Research in context
Evidence before this study
Regarding Protocol 1, comparison of electrical versus pharmacological cardioversion for acute atrial fibrillation, we searched PubMed from inception to Oct 1, 2019, using the search terms “atrial fibrillation” and “pharmacological cardioversion”. We could find no published studies comparing electrical with pharmacological cardioversion. A trial by Pluymaekers and colleagues compared two approaches to early rhythm control: same-day cardioversion and next-day cardioversion. This study used both chemical and electrical cardioversion strategies, but the two were not compared. Some observational studies have confirmed the effectiveness of early rhythm control but without distinguishing between the value of pharmacological and electrical cardioversion. Other emergency department studies of rhythm control for acute atrial fibrillation have been small or have not compared pharmacological and electrical cardioversion. Previous studies have confirmed the effectiveness and safety of procainamide for acute atrial fibrillation.
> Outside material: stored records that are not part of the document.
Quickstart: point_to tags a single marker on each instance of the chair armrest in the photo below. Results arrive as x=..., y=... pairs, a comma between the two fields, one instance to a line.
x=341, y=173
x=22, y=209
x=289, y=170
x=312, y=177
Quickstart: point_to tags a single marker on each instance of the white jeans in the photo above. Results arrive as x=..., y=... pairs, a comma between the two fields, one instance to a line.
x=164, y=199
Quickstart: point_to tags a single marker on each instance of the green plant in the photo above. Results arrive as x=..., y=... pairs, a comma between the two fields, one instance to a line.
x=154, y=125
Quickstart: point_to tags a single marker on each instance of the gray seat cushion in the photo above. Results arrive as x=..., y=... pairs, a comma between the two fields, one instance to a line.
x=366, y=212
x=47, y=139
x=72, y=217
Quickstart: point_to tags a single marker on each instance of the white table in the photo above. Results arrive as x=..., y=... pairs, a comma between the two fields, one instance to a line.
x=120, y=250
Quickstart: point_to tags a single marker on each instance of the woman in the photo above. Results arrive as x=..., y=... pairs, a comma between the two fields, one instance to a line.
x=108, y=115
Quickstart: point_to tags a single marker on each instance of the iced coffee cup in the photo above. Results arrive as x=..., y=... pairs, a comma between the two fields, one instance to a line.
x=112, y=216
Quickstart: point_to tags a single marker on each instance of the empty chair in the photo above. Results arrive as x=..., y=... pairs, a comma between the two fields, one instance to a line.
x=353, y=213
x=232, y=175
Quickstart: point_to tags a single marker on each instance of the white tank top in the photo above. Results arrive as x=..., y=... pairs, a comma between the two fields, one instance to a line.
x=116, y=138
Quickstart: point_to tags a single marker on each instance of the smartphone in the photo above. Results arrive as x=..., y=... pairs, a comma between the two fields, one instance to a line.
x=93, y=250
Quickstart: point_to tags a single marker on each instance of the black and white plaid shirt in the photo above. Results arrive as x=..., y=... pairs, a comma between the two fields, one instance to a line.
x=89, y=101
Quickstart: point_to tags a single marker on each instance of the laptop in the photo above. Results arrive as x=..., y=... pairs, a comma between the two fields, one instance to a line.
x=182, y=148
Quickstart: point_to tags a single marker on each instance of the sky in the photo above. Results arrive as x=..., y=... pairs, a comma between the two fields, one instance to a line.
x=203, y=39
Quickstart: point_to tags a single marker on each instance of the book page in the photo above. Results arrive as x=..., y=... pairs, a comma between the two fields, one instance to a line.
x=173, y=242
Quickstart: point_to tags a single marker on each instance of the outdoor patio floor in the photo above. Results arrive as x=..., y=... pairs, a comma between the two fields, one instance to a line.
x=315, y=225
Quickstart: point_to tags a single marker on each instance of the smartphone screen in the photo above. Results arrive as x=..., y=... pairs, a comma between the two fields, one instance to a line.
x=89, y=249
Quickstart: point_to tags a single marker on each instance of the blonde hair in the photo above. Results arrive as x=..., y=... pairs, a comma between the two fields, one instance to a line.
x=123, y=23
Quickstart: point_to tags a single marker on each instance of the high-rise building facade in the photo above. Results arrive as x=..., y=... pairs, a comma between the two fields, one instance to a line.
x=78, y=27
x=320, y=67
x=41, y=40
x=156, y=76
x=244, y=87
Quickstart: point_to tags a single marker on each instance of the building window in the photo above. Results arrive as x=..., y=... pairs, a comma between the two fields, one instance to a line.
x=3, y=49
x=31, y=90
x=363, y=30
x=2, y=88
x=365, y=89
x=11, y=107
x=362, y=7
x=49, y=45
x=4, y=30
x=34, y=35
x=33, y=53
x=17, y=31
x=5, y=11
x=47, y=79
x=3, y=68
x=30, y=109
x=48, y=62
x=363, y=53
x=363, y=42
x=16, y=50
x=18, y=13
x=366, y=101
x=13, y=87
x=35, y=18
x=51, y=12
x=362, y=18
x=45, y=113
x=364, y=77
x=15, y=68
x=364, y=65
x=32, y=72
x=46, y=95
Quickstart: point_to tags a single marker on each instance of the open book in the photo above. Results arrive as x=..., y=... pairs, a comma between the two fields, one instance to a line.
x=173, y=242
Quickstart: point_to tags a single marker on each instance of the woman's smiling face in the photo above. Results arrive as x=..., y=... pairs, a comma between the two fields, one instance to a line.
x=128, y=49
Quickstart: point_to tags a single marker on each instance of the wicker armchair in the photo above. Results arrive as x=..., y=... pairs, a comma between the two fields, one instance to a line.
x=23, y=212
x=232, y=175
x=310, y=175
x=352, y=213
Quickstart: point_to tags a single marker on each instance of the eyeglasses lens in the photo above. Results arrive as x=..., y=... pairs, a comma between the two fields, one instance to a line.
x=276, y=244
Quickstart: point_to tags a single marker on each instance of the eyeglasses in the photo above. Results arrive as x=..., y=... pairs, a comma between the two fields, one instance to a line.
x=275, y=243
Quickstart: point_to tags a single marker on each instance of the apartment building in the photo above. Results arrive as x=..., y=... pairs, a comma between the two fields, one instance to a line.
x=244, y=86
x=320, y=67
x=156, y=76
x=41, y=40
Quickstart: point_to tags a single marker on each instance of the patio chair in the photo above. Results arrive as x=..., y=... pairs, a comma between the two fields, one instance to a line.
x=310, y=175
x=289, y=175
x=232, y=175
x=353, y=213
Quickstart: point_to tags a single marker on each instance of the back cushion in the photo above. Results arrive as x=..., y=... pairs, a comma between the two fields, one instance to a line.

Regarding Protocol 2, a comparison of anterolateral and anteroposterior pad positions, we searched PubMed from inception to Oct 1, 2019, using the search terms “atrial fibrillation” and “pad position”, and identified five previous randomised trials that used contemporary biphasic devices, although most patients had persistent rather than acute atrial fibrillation. Of these European studies, only one used the right infraclavicular anteroposterior position commonly used in Canada and the USA, and only one started shocks as high as 150 J. Three studies showed no difference in conversion between the two pad positions and two showed a higher proportion of patients converting using the anterolateral position.
Added value of this study
This clinical trial found no significant difference between using either a drug–shock or a shock-only approach as an immediate strategy to treat acute atrial fibrillation in the emergency department; both approaches were highly effective, rapid, and safe in restoring sinus rhythm. The drug–shock strategy was shown to be more effective for patients with first episodes of atrial fibrillation and for patients younger than 70 years than it was for other patients. Both anterolateral and anteroposterior pad positions are highly effective for electrical cardioversion.
Implications of all the available evidence
The most important finding from this study is that either approach to immediate rhythm control in the emergency department leads to a very high proportion of patients being discharged in sinus rhythm without serious adverse events. Patients can be rapidly cardioverted in the emergency department, resolving their acute symptoms and enabling discharge home. This avoids unnecessary hospital admission or next-day re-evaluation by cardiologists. This obviates the need for anticoagulation in low-risk patients and the need for medication prescriptions to control heart rate. Patients can quickly return to normal activities and avoid extended stays in crowded emergency departments. We believe that the procainamide infusion leading to rapid conversion in more than 50% of patients is an important advantage of the drug–shock approach. This approach allows physicians to attend to other patients during the procainamide infusion and frequently avoids the need for procedural sedation, which might lead to serious adverse events. Sedation also requires explicit consent and the continuous attendance of additional health-care providers. Nevertheless, the choice between pharmacological and electrical cardioversion should be a shared decision between the patient and the physician. We also found no significant difference between the anterolateral and anteroposterior pad positions for electrical cardioversion. If initial attempts fail, many physicians suggest switching to the other position and applying firm pressure to the pads to reduce transthoracic impedance.